I never saw it coming — that the person I thought I was *saving* was the one who would teach me the hardest lessons.

**When Kindness Becomes the Cage**

My uncle was an alcoholic. And he carried other addictions I won’t detail here. For **two years**, I took it upon myself to manage his life: improving his living conditions, making choices in his stead, trying to be a hero in a situation spiralling out of control.

This all happened while my mother was fading into her final stages of brain disease, and while I was scrambling to find a new care home for my sister — whose epilepsy specialist residential placement was being shut down.

If it sounds like too much — it was. Running multiple business empires on top of that felt like balancing on a knife’s edge.

And when I look back now, I ask: What planet was I on when I volunteered to “save” him?

At the time, I think I believed strongly in my moral code — that caring was duty. That stepping in was the only honourable path.

But here’s the twist: I believed he was the addict. The one with the problem.

I was wrong.

**The Addiction I Didn’t See**

The more I “helped,” the more I realised something uncomfortable: I’m the addict.

Not to drink, but to struggle. To tension. To proving my worth through rescuing others.

Call it conditioning, unmet need, or something I inherited. But I’ll call it what it is: **I’m addicted to struggle**.

I had been raised in a system where struggling was equated with virtue. Praise came when I coped brilliantly, even under suffering. It taught me that the harder the battle, the more valid the success.

So I leaned in. I swallowed more pain. I accepted more roles.

My uncle never recovered. Two years in, he passed away from his addiction.

Me? My addiction won’t take me out physically (I hope). But it’s a slow drain. And I’m facing it head on now.

**From Resistance to Rewiring**

It’s not easy to reprogram a wiring that’s been reinforced for decades. The world gives you more of what you *tend to look for.*

If you expect struggle, your brain gravitates toward struggle. If you expect conflict, you’ll unconsciously attract it.

The harder I’ve worked at “earning rest,” the more foreign rest becomes.

But rest, ease, peace — these are not luxuries. They’re necessary. They’re the fertile soil from which creativity, clarity, joy, and growth sprout.

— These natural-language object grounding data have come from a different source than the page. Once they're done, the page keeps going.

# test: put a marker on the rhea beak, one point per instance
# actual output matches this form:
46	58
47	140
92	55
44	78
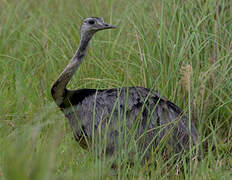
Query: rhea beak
108	26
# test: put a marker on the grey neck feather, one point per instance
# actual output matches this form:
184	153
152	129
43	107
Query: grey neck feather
59	87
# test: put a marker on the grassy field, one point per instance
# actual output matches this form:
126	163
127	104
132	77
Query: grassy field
183	48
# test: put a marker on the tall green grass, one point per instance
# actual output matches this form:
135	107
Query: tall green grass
153	44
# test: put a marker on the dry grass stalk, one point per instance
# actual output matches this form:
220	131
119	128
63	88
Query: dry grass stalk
186	72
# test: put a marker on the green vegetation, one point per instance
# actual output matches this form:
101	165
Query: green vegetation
183	48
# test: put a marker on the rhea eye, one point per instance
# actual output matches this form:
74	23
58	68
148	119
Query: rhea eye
91	22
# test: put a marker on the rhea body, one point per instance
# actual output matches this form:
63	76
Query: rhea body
96	113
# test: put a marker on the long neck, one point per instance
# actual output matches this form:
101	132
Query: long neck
59	87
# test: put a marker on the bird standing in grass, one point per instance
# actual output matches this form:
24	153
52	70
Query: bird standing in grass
134	117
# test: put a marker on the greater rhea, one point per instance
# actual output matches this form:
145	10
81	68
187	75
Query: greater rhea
137	115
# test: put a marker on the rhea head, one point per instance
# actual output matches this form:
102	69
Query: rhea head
93	24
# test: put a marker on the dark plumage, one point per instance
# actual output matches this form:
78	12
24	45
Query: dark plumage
122	116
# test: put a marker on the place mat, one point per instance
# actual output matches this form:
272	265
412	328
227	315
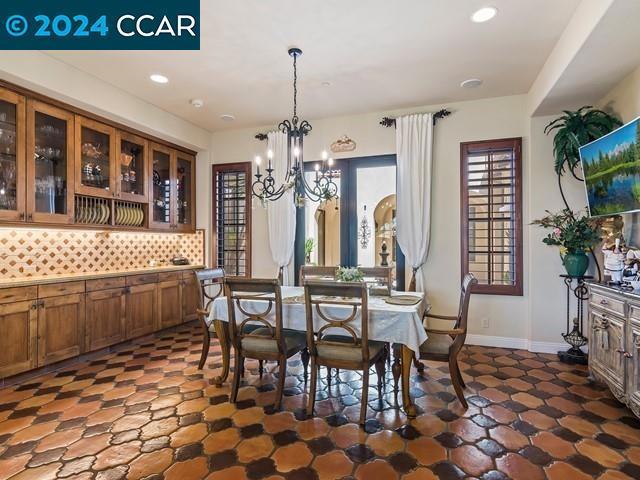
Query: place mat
403	300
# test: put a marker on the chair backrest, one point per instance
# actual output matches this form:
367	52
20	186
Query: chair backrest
319	296
463	311
313	272
381	275
211	283
239	289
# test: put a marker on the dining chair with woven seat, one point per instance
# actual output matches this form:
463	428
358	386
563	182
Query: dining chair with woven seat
445	344
259	335
340	307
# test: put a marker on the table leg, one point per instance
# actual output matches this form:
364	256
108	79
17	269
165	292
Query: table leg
225	347
407	360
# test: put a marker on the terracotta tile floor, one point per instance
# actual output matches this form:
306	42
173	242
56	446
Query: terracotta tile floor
147	412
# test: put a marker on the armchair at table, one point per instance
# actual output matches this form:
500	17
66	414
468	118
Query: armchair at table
445	344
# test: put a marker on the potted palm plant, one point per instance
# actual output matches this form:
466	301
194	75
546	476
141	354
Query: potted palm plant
574	234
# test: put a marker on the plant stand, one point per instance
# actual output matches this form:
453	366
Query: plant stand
574	337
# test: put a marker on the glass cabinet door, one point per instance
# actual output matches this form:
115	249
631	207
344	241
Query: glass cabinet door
12	156
162	166
49	163
95	154
185	192
132	167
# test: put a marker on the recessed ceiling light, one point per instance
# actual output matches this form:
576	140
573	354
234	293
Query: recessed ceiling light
484	14
471	83
156	77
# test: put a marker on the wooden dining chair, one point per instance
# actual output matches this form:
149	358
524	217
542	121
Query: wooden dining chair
444	345
382	276
211	283
346	350
269	341
314	272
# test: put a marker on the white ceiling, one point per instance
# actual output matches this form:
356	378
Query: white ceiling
377	54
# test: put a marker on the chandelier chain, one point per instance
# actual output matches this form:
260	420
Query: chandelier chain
295	86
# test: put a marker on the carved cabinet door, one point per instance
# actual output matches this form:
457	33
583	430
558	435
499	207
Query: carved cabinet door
607	350
633	368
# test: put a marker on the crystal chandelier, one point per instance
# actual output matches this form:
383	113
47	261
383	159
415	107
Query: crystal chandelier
322	188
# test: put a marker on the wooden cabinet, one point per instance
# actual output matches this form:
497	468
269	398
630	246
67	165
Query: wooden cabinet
161	188
50	163
607	348
142	303
133	164
95	158
190	297
185	192
105	318
18	342
169	303
12	156
61	328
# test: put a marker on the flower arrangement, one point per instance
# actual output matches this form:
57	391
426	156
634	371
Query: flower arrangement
574	234
349	274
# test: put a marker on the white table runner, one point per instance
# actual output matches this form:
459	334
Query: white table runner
387	323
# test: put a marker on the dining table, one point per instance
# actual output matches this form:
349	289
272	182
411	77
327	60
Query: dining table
398	323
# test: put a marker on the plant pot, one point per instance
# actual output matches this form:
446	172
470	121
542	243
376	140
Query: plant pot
575	264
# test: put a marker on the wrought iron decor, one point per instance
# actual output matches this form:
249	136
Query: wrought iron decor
322	187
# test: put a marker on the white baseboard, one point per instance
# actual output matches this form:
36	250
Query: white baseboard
518	343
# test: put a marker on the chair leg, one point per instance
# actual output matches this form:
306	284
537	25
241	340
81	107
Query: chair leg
312	388
282	374
304	356
206	343
396	370
381	371
237	373
455	379
365	394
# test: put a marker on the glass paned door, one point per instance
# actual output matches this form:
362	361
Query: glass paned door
50	164
95	152
132	167
185	197
375	207
12	156
162	160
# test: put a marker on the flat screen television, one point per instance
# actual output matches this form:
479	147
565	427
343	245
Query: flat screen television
611	168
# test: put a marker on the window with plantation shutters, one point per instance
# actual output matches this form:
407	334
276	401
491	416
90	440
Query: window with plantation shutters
491	214
232	218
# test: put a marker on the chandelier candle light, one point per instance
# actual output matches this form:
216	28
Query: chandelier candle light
322	188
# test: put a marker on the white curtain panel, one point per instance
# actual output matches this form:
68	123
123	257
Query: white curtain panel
414	143
281	214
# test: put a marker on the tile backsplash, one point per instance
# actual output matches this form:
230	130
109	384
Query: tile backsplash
36	252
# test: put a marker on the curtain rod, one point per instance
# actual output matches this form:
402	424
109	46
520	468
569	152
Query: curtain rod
391	121
385	122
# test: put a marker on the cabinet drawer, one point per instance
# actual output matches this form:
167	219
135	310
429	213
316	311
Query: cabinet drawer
607	303
170	276
104	283
18	294
142	279
55	289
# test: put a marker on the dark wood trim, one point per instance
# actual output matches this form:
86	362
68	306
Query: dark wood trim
92	116
480	146
246	168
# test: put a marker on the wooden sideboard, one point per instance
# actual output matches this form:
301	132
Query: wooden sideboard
46	322
614	342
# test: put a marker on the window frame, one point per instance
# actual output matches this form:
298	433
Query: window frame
238	167
467	148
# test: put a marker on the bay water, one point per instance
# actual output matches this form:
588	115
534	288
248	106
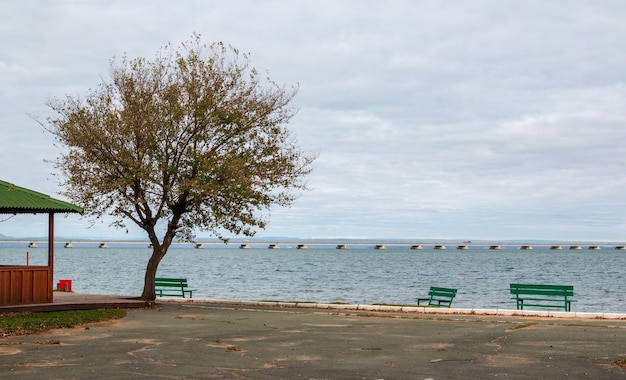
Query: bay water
360	275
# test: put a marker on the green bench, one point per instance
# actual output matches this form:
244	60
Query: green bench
538	295
172	287
438	297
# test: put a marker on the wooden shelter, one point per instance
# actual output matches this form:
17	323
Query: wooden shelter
25	284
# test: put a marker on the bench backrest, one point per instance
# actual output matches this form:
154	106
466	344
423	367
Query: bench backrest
543	290
174	282
442	292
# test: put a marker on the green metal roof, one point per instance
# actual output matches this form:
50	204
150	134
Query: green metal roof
19	200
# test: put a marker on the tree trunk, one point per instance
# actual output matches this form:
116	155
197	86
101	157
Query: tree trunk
158	252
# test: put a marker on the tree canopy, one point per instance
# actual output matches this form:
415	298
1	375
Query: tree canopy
195	137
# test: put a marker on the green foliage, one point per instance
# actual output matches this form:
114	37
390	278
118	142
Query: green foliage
193	140
195	136
30	323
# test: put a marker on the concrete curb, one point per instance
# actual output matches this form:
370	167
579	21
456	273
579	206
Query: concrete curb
403	308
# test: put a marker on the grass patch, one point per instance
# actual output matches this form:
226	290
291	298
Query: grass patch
31	323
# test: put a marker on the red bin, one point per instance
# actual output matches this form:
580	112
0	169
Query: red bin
65	285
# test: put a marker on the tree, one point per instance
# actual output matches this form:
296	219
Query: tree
195	138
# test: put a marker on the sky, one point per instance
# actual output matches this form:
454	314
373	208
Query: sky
482	120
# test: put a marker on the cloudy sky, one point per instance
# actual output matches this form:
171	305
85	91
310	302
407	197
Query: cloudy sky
432	119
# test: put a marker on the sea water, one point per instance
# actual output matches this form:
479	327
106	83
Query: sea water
356	275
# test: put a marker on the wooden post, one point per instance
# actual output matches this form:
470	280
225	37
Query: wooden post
50	255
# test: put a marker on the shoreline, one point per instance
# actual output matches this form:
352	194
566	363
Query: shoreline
401	309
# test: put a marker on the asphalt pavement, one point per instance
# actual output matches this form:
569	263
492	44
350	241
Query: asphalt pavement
208	341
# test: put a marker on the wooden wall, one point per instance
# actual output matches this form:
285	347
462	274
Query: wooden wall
25	285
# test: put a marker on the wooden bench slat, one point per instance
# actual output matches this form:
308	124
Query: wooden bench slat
173	287
438	297
543	295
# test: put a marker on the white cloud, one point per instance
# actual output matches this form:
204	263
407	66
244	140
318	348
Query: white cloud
490	119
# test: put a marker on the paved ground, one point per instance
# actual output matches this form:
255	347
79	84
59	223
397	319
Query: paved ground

I’m done believing that pain is the only path. I’m choosing a different narrative for myself.

I’ll be transparent with you: this process will stretch me. It will unearth shame. It will demand self‑care I’ve neglected.

Yet in that space lies freedom. In that discomfort lies growth.

**Join Me in Letting Go (Together)**

As part of this **coaching franchise** community, I want to bring you along with me — not as spectators, but participants.

You may have your own addiction to struggle. Or you may know someone who does.

What if your greatest act of courage is:
To stop rescuing.
To stop sympathising with chronic stress.
To stop proving your value in suffering.

Because ease is not weakness.
Rest is not failure.
Healing is not passive.

I’m going to share with you my experiments, my days of collapse and resurgence, my micro‑victories.

Wish me luck.

Because I believe that by confronting this with honesty, I might free more of us than I ever thought possible.